On pourrait encore y voir une forme de simplification qui correspond à la création d’un centre hospitalier de territoire, par fusion, auquel seraient rattachés des établissements sites qui correspondent aux anciens membres du groupements ayant fusionnés.

Cependant la disposition semble mal rédigée. Il est nécessaire de clarifier si les deux entités que sont le GHT et l’établissement issu de la fusion subsistent et le cas échéant les rôles dévolus à chacun d’eux.

S’agissant du 2° de l’article L6132-5-2 du Code de la santé publique, il est ainsi rédigé :

« Le groupement hospitalier de territoire peut être doté de la personnalité morale dans les cas suivants :

(…)

2° Lorsque l’ensemble des établissements parties à un groupement hospitalier de territoire constituent, à l’exclusion de tout autre membre, un groupement de coopération sanitaire mentionné à l’article L. 6133-1 afin qu’il assure au moins les fonctions mentionnées au I de l’article L. 6132-3. Le groupement de coopération sanitaire exerce également, le cas échéant, les compétences mentionnées aux II et III du même article L. 6132-3 et à l’article L. 6132-5-1. Pour l’exercice de ses compétences, le groupement de coopération sanitaire se substitue à l’établissement support du groupement hospitalier de territoire et l’administrateur du groupement de coopération sanitaire exerce l’ensemble des prérogatives accordées au directeur de l’établissement support. »

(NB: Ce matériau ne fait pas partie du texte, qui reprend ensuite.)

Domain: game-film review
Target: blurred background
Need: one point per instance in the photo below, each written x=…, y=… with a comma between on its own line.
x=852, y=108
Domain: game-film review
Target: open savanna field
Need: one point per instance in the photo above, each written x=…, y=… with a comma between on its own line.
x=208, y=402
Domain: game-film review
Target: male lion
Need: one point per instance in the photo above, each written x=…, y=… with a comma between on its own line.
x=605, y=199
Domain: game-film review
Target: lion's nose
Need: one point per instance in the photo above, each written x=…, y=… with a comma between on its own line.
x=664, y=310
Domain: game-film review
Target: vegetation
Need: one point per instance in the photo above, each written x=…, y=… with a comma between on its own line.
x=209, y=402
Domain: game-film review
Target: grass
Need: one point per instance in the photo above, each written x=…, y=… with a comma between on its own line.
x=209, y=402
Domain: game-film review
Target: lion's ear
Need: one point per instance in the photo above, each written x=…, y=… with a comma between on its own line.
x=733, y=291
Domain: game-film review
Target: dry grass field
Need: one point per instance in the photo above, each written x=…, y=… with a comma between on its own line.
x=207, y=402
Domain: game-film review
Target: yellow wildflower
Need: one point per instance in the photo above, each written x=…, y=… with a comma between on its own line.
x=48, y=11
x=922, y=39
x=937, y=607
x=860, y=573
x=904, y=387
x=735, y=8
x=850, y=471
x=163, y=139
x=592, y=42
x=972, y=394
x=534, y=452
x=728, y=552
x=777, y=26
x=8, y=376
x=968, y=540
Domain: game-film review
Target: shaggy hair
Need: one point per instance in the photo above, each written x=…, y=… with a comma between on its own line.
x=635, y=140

Cet alinéa constitue également une évolution en ce qu’il dote le GHT de la personnalité morale. Néanmoins, cela n’apporte pas la simplification et la fluidité de fonctionnement attendue. En effet, dans ce cas le GCS se substitue à l’établissement support. Si cette technique de créer des groupements opérationnels en marge des GHT était déjà connue de la pratique, celle-ci n’est pas simplificatrice en termes de gouvernance. Il y a création, non pas d’une, mais de deux personnes morales, chacune avec des règles de gouvernance et de fonctionnement particulières.